Tenant left and doesnt want to pay

I have a house rented to 4 tenants on a joint AST. They are international students and are paying via a scholarship. One of the tenants has informed me on the 3rd week of March that he has been offered another job and needs to leave the country 5 months before the end of the contract (the contract has no break clause). He suggested that I should cancel the contract and return his deposit to him in full. I informed him that he is still liable for the rent and if he doesn’t pay his share then his housemates will be liable for it as they are on a joint tenancy agreement for the whole house.

He didn’t reply for a couple of weeks then a few days ago he phones me to tell me that he is already back in his country and that I should just take the deposit (5 weeks rent) and forget about the rest of the rent (5 months outstanding). I explained that my sole income comes from the rent and I also have mortgage, bills and maintenance fees to pay (their rent includes all bills) and was trying to speak with him about coming up with a payment plan. He tells me that it is force majeure at a worldwide level due to the pandemic and their government has ordered that all students should return back home which is why he left. Strangely enough his housemates who are also students from the same country are still living in the house and paying full rent. He was quite aggressive during the telephone conversation and even hung up on me.

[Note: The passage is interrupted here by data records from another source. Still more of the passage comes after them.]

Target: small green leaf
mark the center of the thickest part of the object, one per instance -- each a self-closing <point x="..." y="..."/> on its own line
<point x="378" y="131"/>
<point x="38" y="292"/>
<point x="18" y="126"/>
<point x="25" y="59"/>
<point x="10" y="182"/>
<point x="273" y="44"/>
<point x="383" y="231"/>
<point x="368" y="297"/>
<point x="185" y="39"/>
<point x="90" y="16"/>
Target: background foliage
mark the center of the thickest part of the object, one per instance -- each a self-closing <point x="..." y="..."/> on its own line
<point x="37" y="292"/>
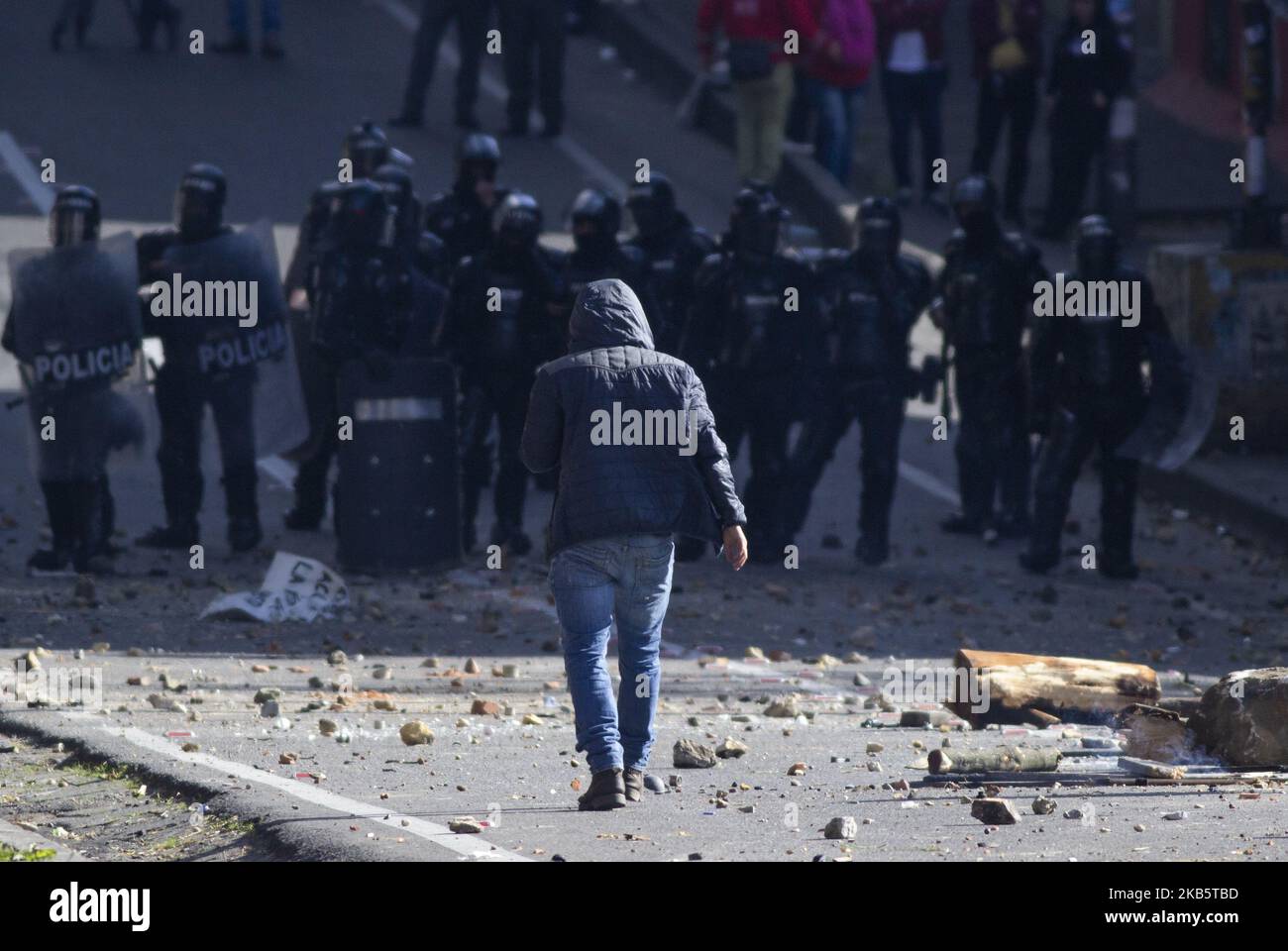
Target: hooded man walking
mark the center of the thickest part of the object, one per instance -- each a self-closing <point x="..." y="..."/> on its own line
<point x="639" y="459"/>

He sent a demanding email later on to say that I had two options:
1- to take the deposit and forget about the rent
2- to make an appeal to court and we will go to an international arbitration and apparently if he wins he will make a counterclaim 3 times more than his deposit.

I feel that this tenant is really taking advantage of the situation. He was offered a prestigious job and is now using the pandemic situation from getting away from paying his rent. I would prefer not to speak to him over the phone again as his tone is quite aggressive and tries to threaten me. I would like to find a solution that works for all parties so any advice would be much appreciated.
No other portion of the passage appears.